Cairo – Mubasher: The Central Bank of Egypt (CBE) plays no role in the foreign currency exchange (FX) market, Middle East News Agency (MENA) reported on Friday, citing deputy CBE governor Gamal Negm as saying.
The recent decline in the value of the US dollar is attributable to increased inflows to the banking sector, Negm told MENA on the sidelines of the forum for Enhancing Financial Stability in Sharm El Sheikh.
He added that cash inflows entering the banking sector on the back of foreign investments in treasury bills, remittances and citizens exchanging the dollar for Egyptian pounds amounted to $2 billion.
The banking market is currently based on “supply and demand”, Negm said, adding that he expects the US dollar to continue to decline if left to market mechanisms.

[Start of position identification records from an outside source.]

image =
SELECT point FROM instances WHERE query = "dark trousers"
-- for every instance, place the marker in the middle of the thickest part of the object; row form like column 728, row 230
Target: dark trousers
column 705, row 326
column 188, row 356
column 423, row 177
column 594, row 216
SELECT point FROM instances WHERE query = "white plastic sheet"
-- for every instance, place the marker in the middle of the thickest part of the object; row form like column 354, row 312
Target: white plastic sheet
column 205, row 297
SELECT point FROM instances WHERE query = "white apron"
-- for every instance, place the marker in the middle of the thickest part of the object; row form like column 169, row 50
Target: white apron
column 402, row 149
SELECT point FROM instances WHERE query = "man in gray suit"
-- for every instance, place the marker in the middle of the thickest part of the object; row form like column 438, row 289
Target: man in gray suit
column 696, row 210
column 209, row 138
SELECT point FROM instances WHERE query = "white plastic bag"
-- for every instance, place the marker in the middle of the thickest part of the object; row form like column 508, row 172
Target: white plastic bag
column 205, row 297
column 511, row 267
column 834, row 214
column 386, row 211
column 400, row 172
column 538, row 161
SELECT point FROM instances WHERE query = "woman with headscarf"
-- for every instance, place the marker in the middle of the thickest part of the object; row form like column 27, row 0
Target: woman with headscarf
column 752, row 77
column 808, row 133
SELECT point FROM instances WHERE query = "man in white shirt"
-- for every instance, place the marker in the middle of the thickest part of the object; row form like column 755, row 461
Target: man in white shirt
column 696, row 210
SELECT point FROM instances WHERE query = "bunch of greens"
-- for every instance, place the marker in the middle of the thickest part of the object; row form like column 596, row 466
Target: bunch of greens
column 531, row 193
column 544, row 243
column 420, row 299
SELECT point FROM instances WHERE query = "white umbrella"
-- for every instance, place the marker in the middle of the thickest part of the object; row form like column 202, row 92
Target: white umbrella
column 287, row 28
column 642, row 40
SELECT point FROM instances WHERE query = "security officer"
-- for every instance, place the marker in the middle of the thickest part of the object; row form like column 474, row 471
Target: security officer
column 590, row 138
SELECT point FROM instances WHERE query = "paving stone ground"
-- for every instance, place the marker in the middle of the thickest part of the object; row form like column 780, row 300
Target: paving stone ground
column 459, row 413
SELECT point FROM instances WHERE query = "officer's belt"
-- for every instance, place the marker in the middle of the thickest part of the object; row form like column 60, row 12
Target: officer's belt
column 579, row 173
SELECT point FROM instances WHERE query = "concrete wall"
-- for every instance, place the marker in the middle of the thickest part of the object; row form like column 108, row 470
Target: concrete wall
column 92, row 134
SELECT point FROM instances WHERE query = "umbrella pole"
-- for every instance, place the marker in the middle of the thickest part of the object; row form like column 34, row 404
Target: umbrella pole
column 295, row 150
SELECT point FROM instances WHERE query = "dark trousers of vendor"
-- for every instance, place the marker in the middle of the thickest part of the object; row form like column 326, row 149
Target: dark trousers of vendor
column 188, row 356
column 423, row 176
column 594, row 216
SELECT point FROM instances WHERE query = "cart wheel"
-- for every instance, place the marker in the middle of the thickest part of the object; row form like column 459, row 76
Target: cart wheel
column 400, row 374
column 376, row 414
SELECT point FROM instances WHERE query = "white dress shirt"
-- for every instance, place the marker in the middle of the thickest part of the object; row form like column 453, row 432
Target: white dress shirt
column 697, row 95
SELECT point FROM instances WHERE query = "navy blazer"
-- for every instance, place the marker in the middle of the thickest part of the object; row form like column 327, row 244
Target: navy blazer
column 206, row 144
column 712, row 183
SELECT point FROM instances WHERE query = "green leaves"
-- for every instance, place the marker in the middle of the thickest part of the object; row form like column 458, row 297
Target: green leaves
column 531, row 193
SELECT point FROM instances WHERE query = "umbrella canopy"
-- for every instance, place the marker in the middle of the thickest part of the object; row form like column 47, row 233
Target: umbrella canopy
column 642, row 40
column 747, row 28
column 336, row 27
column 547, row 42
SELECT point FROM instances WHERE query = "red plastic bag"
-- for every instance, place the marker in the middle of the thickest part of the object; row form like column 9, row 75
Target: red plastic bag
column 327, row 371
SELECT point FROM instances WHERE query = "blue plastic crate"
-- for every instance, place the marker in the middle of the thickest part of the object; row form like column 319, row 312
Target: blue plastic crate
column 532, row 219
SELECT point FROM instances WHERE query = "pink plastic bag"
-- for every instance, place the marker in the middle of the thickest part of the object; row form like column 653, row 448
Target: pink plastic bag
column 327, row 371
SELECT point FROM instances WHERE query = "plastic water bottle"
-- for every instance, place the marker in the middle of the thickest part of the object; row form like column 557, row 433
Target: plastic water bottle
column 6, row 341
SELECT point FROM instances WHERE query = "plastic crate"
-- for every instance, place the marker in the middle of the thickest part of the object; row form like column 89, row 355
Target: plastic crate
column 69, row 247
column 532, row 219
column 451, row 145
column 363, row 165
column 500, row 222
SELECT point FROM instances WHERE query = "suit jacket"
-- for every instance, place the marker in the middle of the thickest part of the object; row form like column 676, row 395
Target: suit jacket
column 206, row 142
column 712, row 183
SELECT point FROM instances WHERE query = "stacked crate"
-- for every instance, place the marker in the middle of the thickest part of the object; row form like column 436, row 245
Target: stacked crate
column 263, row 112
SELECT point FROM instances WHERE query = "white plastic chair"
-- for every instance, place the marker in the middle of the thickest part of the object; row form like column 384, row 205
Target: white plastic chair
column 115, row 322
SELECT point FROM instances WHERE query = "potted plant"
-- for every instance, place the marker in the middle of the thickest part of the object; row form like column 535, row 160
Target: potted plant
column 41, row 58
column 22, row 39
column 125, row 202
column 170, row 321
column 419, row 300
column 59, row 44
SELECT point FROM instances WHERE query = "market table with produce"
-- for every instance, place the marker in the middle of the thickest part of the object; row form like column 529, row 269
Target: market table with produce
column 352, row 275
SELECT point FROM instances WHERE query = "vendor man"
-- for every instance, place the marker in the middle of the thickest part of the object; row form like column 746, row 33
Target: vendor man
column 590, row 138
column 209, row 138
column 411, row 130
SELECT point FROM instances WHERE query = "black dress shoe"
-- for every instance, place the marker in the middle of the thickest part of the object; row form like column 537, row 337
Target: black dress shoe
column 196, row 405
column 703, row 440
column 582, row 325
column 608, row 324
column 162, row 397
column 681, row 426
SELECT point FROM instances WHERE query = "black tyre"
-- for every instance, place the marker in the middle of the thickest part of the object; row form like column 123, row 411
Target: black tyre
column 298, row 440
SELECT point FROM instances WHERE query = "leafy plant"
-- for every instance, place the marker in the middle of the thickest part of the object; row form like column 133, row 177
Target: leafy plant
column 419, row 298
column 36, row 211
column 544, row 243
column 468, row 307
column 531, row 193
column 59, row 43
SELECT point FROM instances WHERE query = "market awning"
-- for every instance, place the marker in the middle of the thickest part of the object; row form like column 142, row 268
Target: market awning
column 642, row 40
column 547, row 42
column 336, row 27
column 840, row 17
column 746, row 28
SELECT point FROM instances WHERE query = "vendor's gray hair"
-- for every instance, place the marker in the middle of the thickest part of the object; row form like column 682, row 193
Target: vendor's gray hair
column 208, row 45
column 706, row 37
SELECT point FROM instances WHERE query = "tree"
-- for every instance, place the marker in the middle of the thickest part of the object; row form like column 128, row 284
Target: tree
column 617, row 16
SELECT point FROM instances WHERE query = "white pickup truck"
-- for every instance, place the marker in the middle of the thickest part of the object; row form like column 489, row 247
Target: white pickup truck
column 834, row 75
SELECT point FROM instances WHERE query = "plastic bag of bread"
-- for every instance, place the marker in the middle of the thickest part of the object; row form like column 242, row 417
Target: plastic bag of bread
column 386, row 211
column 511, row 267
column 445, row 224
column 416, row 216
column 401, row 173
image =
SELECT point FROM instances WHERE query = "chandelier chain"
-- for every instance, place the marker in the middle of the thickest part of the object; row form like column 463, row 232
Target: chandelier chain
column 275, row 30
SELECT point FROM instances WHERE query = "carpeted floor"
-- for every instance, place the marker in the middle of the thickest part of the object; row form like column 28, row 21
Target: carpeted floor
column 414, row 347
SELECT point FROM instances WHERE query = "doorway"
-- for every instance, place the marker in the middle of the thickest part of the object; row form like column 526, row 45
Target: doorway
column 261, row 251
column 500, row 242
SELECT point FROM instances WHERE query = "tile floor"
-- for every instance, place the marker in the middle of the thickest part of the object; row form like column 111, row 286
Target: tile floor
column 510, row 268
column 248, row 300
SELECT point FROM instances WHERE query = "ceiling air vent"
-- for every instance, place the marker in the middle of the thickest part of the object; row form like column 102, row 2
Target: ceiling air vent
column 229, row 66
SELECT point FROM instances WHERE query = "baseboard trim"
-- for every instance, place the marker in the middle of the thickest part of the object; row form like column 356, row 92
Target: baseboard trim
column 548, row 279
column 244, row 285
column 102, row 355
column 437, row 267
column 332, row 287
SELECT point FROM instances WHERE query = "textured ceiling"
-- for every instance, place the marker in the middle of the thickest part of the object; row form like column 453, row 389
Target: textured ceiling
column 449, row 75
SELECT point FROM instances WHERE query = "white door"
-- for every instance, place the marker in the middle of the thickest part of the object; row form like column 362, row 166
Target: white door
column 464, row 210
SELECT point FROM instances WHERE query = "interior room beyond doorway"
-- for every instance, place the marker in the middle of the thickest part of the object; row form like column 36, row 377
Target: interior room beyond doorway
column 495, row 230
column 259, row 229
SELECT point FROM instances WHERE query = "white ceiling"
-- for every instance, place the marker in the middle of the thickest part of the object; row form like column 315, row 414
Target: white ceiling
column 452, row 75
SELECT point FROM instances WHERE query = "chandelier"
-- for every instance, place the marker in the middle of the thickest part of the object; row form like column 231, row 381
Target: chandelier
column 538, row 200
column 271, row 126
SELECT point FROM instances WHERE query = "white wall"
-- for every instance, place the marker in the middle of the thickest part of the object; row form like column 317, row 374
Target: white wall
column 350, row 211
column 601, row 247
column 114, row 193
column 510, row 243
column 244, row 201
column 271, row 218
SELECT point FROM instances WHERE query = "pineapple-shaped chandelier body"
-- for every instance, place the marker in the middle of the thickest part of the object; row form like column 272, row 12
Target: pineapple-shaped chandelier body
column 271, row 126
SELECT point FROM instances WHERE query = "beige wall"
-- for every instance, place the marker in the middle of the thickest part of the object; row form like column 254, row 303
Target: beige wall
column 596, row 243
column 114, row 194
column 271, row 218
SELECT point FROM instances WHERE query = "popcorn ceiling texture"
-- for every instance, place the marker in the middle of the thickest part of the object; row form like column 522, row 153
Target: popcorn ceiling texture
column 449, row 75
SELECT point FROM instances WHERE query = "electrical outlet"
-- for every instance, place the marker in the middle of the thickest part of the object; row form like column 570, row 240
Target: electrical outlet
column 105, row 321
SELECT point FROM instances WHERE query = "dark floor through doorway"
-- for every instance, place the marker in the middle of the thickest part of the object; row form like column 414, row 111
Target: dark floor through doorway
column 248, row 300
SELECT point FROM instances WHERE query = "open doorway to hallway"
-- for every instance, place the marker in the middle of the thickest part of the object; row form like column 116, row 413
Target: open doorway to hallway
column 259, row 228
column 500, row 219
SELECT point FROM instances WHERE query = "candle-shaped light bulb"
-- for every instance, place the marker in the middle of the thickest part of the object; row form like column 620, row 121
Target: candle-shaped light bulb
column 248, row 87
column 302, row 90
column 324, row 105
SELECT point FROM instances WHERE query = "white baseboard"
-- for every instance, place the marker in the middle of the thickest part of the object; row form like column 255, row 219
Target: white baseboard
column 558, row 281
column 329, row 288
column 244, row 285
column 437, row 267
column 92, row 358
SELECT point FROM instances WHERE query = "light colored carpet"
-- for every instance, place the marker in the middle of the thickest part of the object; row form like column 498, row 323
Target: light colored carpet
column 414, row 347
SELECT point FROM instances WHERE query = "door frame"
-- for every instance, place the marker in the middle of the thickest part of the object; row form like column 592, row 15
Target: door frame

As for the CBE’s decision, announced late Thursday, which entailed raising interest rates by 2% or 200 basis points (bps), the deputy governor confirmed that the decision aims to limit the rising inflation and its effects following the increase in energy prices.
He expects a rise in the purchasing power of the Egyptian pound after the interest rate hike and further cash inflows into the country’s banking sector.
The CBE’s interest rate hike involved raising overnight deposit and lending rates to 18.75%, and 19.75%, respectively.
In May, Egypt recorded a decline in annual headline inflation, the first time since October 2016, to 29.7% from 31.5% in April.